Some of the decline in pricing could be attributed to the trading volatility that peaked in March 2022 with a price spike that most observers agree had little to do with nickel’s genuine supply or demand situation.
In the physical market, however, abundant nickel pig-iron (NPI) production in Indonesia continues to create steady supply that puts a ceiling on any upward price momentum for nickel, Manthey says.
The analyst says much of Indonesia’s output is categorized as Class II, or lower purity material, commonly used in stainless steel production. “Indonesia's nickel mine production hit an estimated 1.6 million tons last year, up 54 percent from 2021, according to the United States Geological Survey," she adds. "That makes up nearly half of global nickel production, which totaled an estimated 3.3 million tons [last year]."

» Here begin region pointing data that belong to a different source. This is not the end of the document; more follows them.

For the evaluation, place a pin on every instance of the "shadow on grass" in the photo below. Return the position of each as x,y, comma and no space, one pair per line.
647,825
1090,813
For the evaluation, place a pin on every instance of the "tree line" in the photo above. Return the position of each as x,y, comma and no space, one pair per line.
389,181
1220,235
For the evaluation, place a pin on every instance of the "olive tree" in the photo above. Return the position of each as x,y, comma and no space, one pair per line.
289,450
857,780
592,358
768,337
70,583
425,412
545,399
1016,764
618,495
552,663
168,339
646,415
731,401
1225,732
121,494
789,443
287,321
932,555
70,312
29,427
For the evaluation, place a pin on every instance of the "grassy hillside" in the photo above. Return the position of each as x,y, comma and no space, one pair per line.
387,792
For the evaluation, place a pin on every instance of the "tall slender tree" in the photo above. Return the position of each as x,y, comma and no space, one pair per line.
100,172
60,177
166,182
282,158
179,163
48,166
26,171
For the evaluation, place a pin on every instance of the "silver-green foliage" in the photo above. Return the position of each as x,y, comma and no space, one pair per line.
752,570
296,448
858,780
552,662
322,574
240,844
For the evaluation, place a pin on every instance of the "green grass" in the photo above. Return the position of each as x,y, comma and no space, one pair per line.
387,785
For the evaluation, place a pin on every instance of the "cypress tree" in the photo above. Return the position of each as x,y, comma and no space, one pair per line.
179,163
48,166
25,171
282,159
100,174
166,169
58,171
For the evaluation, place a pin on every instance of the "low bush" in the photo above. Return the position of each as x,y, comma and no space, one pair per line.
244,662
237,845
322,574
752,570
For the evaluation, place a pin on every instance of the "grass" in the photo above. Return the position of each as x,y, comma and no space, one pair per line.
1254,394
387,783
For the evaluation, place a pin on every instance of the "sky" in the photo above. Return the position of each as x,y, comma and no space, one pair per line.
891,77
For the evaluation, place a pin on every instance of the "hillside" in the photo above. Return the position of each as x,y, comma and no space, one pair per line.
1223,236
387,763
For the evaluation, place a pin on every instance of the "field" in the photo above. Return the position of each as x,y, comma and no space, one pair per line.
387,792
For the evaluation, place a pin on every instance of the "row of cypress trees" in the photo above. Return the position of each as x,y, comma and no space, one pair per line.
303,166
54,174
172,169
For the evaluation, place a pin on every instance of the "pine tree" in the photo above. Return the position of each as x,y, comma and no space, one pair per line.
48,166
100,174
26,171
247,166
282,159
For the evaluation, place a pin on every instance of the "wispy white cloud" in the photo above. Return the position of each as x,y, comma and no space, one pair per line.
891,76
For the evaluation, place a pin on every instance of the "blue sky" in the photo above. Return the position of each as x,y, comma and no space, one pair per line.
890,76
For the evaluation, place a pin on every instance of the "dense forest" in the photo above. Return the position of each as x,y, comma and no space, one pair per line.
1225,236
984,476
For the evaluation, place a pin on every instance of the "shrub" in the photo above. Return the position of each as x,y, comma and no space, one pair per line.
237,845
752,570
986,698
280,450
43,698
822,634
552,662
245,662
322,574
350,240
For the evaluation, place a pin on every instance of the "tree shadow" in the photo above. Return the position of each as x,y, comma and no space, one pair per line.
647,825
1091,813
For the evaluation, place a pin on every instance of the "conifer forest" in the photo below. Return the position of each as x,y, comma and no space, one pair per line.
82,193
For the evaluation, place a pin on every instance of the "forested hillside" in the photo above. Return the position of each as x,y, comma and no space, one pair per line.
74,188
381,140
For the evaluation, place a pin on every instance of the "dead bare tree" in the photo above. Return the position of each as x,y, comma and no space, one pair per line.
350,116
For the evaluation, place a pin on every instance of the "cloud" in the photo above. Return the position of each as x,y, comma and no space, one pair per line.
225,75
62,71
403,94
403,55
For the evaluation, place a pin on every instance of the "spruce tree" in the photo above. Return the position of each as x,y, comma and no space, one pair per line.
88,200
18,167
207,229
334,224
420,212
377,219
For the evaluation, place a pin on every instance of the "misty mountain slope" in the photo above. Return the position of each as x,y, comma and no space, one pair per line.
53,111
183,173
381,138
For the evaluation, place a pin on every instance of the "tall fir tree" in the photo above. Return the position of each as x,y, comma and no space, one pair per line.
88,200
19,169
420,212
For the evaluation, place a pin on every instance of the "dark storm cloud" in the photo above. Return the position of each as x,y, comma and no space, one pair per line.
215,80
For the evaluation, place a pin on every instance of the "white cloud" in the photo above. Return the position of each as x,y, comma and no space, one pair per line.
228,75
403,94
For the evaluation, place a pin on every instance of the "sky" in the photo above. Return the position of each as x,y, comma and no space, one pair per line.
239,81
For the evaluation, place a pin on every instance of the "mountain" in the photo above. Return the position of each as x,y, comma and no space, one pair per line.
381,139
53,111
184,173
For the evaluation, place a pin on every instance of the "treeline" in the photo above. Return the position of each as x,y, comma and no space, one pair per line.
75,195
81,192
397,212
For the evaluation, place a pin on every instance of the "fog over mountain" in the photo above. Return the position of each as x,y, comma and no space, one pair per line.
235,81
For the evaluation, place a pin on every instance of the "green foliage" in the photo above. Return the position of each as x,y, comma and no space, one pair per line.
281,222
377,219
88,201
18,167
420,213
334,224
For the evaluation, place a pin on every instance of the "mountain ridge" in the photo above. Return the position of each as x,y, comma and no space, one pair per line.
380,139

Since then, nickel smelting capacity and activity have expanded further in Indonesia, with stainless producers from China identified as first in line to build smelters there. “We believe rising output in Indonesia will continue to pressure nickel prices next year,” Manthey says.
China itself has remained active producing Class I nickel, with its producers having boosted their output by more than 36 percent as a means of protecting themselves from the historically elevated LME prices of early 2022, ING says.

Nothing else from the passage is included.